Elmo might choose some kind of “if I can’t have it, no one can” sabotage though.

SomeoneSomewhere , to science_memes in Natural Inspiration

I don’t think the US/Canada usually does that style of power pole, with three phases on a crossarm and no neutral below.

Barriers on what looks like a pretty low-traffic low-risk road too.

I would think somewhere Scandinavia or central Europe. NZ wouldn’t put barriers like that up.

Rock wall near bottom of picture screams old.

SomeoneSomewhere , to mildlyinfuriating in My new m.2 ssd

B key vs M key. Laptop likely needs a SATA M.2 using B or B+M keying, you have a PCIe x4 drive with M keying.

SomeoneSomewhere , to technology in [discussion] DC (direct current) power network

I’m not sure there are any power grids past the tens-of-megawatt range that aren’t just a 2/3/4 terminal HVDC link.

Railway DC supplies usually just have fat rectifiers and transformers from the AC mains to supply fault current/clearing and stability.

Ships are where I would expect to start seeing them arrive, or aircraft.

Almost all land-based standalone DC networks (again, not few-terminal HVDC links) are heavily battery backed and run at battery voltage - that’s not practical once you leave one property.
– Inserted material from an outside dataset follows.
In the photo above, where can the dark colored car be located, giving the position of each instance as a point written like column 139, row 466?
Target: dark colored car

I’m sure there are some pretty detailed reports and simulations, though. A reduction in cost of multi-kV converters and DC circuit breakers is essential.

SomeoneSomewhere , to greentext in Anon drives a bus

The problem is telling the difference between a good bike (noting that even Samsung screwed that up with the Note 7…) and these: cyclingweekly.com/…/fire-brigade-calls-for-e-bike…

SomeoneSomewhere , to greentext in Anon drives a bus

Aircraft typically have a limit of 100 or 160 watt-hours and require that the battery be separate or the whole device be small (think laptop sized) so that you can dump it in a fireproof bag.

An e-bike has a ~1kWh battery that is probably strapped or zip-tied in place and there’s probably no serious firefighting equipment.